Unlike many previous platform shifts, generative AI seems to drive bottom-line growth, not top-line. The shift to the internet and then to mobile allowed businesses (like the humble bookstore) to reach more customers—ergo revenue growth. Generative AI doesn’t do this—it instead allows the same task to be done better and cheaper.
So then what’s the solution? How does value capture occur with generative AI? My guess is it happens by owning the underlying asset. Between data moats and the deflationary economics of generative AI it’s becoming increasingly clear that this technology is accretive in nature. Buy a business and use AI to automate away workflows and expand margins. For example, a multitude of white-collar services are still done manually in small to medium-sized businesses globally—if you can automate away a key workflow, rolling up businesses that depend on said workflow and using AI to drive bottom-line growth offers a promising playbook for aspiring entrepreneurs.
It’s certainly a less “sexy“, lower margin proposition when compared to a high-flying startup, but this is how software will finally eat the world. Last October, computer vision startup Metropolis bought out SP+, a parking lot operator, with the intention of implementing its technology to improve efficiency in the parking lot business by enabling a “drive in and drive out“ payment system for customers. I expect to see similar acquisitions becoming commonplace in the future. Most businesses globally are not tech startups funded with venture dollars—by adapting to this reality and implementing cutting-edge AI within them, a new model for value capture in Silicon Valley will be born.

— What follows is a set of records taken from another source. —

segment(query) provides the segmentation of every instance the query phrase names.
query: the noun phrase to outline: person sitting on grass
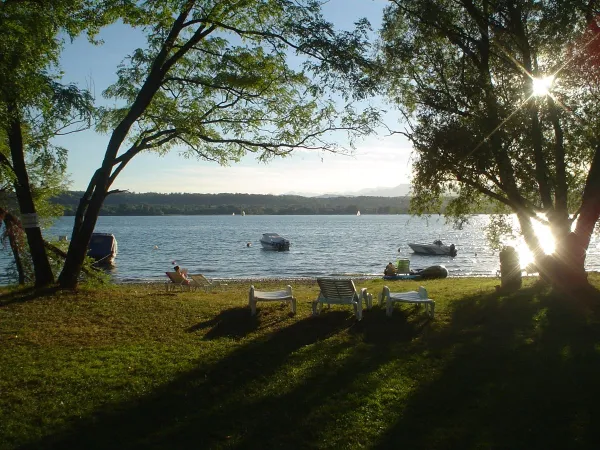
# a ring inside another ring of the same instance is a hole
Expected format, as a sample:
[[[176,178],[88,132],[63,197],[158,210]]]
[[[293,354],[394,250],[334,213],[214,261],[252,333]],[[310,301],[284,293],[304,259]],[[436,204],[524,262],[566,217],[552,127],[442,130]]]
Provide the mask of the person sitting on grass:
[[[175,270],[175,273],[181,275],[181,278],[183,278],[183,282],[182,282],[183,284],[190,284],[190,280],[188,279],[188,277],[186,275],[187,270],[181,270],[179,268],[179,266],[173,267],[173,270]]]
[[[385,270],[383,271],[383,274],[386,277],[396,275],[396,267],[391,262],[388,263],[388,265],[385,266]]]

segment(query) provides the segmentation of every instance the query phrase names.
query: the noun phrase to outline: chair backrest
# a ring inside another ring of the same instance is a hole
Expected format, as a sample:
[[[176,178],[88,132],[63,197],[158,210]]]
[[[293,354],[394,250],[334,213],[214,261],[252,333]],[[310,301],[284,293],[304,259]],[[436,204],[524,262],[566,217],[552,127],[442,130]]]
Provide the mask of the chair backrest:
[[[165,272],[165,273],[167,274],[167,276],[173,283],[181,284],[185,280],[180,273],[177,273],[177,272]]]
[[[354,281],[350,278],[317,278],[321,295],[329,299],[358,298]]]
[[[190,275],[190,278],[201,286],[210,286],[212,282],[201,273]]]
[[[419,298],[423,298],[423,299],[429,298],[427,296],[427,289],[425,289],[423,286],[419,286]]]

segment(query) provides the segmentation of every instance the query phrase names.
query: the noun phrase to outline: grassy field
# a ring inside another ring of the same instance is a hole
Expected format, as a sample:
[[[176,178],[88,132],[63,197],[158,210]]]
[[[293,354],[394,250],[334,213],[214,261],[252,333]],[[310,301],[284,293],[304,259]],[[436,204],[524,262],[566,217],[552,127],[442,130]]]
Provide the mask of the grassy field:
[[[433,321],[411,305],[311,317],[313,282],[292,284],[293,317],[251,317],[249,284],[4,289],[0,448],[600,448],[598,313],[534,278],[423,284]]]

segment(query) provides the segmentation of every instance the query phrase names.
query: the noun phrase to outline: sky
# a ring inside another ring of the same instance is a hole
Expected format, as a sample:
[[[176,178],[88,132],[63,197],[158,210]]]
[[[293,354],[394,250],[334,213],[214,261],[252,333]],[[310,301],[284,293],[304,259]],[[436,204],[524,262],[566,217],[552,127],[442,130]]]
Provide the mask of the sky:
[[[386,0],[330,0],[323,12],[339,28],[350,29],[357,19],[367,17],[377,29],[386,3]],[[63,82],[91,88],[98,102],[106,102],[102,92],[117,80],[119,63],[136,48],[144,47],[145,39],[122,24],[106,27],[99,38],[103,45],[90,45],[85,37],[65,44],[61,65]],[[379,105],[376,99],[372,103]],[[386,116],[385,122],[395,129],[402,128],[393,112]],[[94,171],[102,164],[108,139],[109,135],[87,130],[57,140],[69,150],[67,171],[71,189],[86,189]],[[384,130],[359,140],[353,156],[296,151],[291,157],[268,164],[250,155],[237,164],[222,167],[213,162],[185,159],[177,149],[165,156],[148,152],[137,155],[127,165],[112,189],[138,193],[352,193],[408,183],[410,154],[410,143],[404,137],[389,135]]]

This “private equity” approach to automation allows for the preservation of existing distribution, customer, relationships, and regulatory statuses that startups often have a tough time acquiring. As higher-quality foundation models lead to shrinking software margins, the true value of a business will be in those aforementioned areas. While Silicon Valley is a master of technological innovation, little innovation has occurred in its business model—perhaps the advent of generative AI will finally necessitate this change.